Aunque durante los días previos se habló de un eventual “tsunami” de cerca de 2.500 indicaciones al Plan de Reconstrucción Nacional, Diario Financiero informó que finalmente las oposiciones ingresaron alrededor de 900 propuestas, considerando indicaciones conjuntas, de bancadas y de parlamentarios a título individual, tanto en conjunto como por separado. Entre los principales bloques que presentaron cambios figuran el Partido Comunista, la diputada Zandra Parisi y otros legisladores del PDG, además de la Democracia Cristiana.
La tramitación del Plan de Reconstrucción Nacional abrió un nuevo foco de tensión entre el Gobierno y la oposición, luego de que parlamentarios opositores plantearan la presentación de un “tsunami” de indicaciones para modificar o frenar el avance de la iniciativa en el Congreso.
La controversia surgió tras la difusión de una estrategia legislativa vinculada a diputados de oposición, entre ellos Jaime Araya (independiente-PPD), Consuelo Veloso (Frente Amplio) y Marcos Barraza (Partido Comunista). Según CNN Chile, la oposición había advertido la presentación de cerca de 2.500 indicaciones, pero finalmente ingresó alrededor de 900 propuestas, según informó Diario Financiero.
El Gobierno calificó la estrategia como un intento de frenar la iniciativa. El Presidente José Antonio Kast acusó a la oposición de buscar “obstaculizar y boicotear” el proyecto, señalando que la propuesta busca recuperar el crecimiento y el empleo en el país.

La vocera de Gobierno, Mara Sedini, también cuestionó la ofensiva opositora y la calificó como “sabotaje legislativo”, de acuerdo con lo consignado por La Tercera en una nota sobre la postura de la Democracia Cristiana frente a la presentación masiva de indicaciones.
Desde la oposición, sin embargo, defendieron la presentación de indicaciones como parte del funcionamiento democrático del Congreso. Radio Universidad de Chile informó que sectores del Frente Amplio, el Partido Comunista y el Partido Socialista respaldaron el ingreso de enmiendas, mientras la Democracia Cristiana tomó distancia de una estrategia de saturación legislativa y aseguró que sus observaciones serán “prudentes”.
La presidenta del Frente Amplio, Constanza Martínez, defendió el derecho de la oposición a presentar indicaciones. En entrevista con Mesa Central de Canal 13, sostuvo que la oposición tiene “el deber” de plantear las indicaciones que estime necesarias ante un proyecto que calificó como “extremadamente malo”.
Martínez también bajó el perfil al video que originó la polémica. La dirigenta reconoció que el registro “no le gusta”, pero afirmó que no le parece “tan grave” y que el foco debe estar en discutir el fondo del proyecto.
Además Martínez afirmó que la oposición no respaldará la idea de legislar mientras el Gobierno no separe las distintas medidas incluidas en la propuesta. La dirigenta sostuvo que el Plan de Reconstrucción Nacional reúne materias diversas y que, a juicio de la oposición, debería tramitarse de manera separada.

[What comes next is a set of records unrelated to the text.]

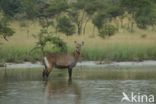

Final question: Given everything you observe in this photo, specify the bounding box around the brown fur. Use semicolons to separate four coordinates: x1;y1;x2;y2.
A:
43;41;84;80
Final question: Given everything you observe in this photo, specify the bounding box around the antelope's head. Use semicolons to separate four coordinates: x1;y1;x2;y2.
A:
74;41;84;54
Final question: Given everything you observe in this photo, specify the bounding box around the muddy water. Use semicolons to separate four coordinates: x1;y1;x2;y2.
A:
0;69;156;104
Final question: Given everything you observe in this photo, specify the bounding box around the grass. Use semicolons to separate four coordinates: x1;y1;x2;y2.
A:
0;21;156;63
0;68;156;81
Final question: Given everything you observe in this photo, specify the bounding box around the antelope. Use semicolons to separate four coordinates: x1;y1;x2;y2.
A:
42;41;84;80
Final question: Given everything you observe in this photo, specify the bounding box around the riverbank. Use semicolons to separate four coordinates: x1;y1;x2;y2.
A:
3;60;156;69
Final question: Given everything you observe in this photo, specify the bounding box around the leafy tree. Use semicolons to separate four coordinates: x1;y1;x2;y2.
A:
0;0;21;17
57;16;75;36
0;17;15;40
99;24;117;38
32;17;67;55
121;0;156;28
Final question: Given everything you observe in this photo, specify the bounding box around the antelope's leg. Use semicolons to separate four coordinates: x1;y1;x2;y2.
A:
68;68;72;81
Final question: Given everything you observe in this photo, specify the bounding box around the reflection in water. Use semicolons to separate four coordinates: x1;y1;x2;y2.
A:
45;79;81;104
0;69;156;104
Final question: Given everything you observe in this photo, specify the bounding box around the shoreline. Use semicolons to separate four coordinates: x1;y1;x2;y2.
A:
2;60;156;69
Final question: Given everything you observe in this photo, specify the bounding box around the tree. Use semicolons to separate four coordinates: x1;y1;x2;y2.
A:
0;0;21;17
32;17;67;55
57;16;75;36
0;16;15;40
121;0;156;28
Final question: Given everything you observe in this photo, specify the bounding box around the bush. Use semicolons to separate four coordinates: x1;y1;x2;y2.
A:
57;16;76;36
99;24;117;38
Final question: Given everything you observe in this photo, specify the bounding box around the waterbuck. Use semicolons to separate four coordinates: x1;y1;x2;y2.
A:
43;41;84;80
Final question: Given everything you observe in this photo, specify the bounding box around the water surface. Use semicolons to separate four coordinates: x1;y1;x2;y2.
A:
0;69;156;104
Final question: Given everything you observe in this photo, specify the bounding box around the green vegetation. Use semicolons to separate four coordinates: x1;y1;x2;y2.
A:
0;0;156;62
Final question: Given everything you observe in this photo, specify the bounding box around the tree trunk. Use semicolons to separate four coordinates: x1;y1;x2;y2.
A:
83;18;90;34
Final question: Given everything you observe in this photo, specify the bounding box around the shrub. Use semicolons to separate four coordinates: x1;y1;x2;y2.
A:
99;24;117;38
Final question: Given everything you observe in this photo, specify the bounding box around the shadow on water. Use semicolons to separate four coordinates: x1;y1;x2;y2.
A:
0;69;156;104
44;80;81;104
0;68;156;81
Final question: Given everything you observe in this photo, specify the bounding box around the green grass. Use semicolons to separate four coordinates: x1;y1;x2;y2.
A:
0;21;156;63
82;44;156;61
0;68;156;81
0;44;156;62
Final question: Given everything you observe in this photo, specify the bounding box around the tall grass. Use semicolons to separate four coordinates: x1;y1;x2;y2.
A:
82;44;156;61
0;22;156;63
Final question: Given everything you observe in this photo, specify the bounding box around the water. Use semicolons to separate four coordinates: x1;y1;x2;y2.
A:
0;69;156;104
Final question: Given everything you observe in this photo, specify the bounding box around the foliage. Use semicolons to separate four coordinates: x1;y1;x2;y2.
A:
0;17;15;40
57;16;75;36
99;24;117;38
33;18;67;55
0;0;21;17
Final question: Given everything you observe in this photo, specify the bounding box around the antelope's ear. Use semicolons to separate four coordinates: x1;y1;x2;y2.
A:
82;41;84;45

La Democracia Cristiana optó por una postura distinta. Según La Tercera, la bancada DC anunció que no participará del “tsunami de indicaciones” y que presentará observaciones “prudentes y técnicamente justificadas”. Con ello, la colectividad buscó diferenciarse de una estrategia de saturación legislativa, sin renunciar a formular reparos al texto.
El proyecto ya superó su primer trámite en la Comisión de Hacienda de la Cámara de Diputadas y Diputados, pero aún debe enfrentar nuevas etapas legislativas. La discusión se anticipa compleja, tanto por el volumen de indicaciones que podría ingresar la oposición como por las negociaciones que el Ejecutivo deberá sostener para mantener el avance de una de sus principales reformas.
En términos políticos, el debate vuelve a tensionar la relación entre Gobierno y oposición. Para el Ejecutivo, una presentación masiva de indicaciones puede transformarse en una maniobra para dilatar la tramitación. Para la oposición, en cambio, se trata de una herramienta legítima para corregir o frenar un proyecto que consideran amplio, costoso y mal diseñado.
Por ahora, el punto de fondo será si el Congreso logra discutir el contenido del Plan de Reconstrucción Nacional sin que la tramitación se transforme en una disputa procedimental. Una discusión que ya aparece marcada por acusaciones cruzadas de boicot, obstrucción y diferencias sobre el alcance del proyecto.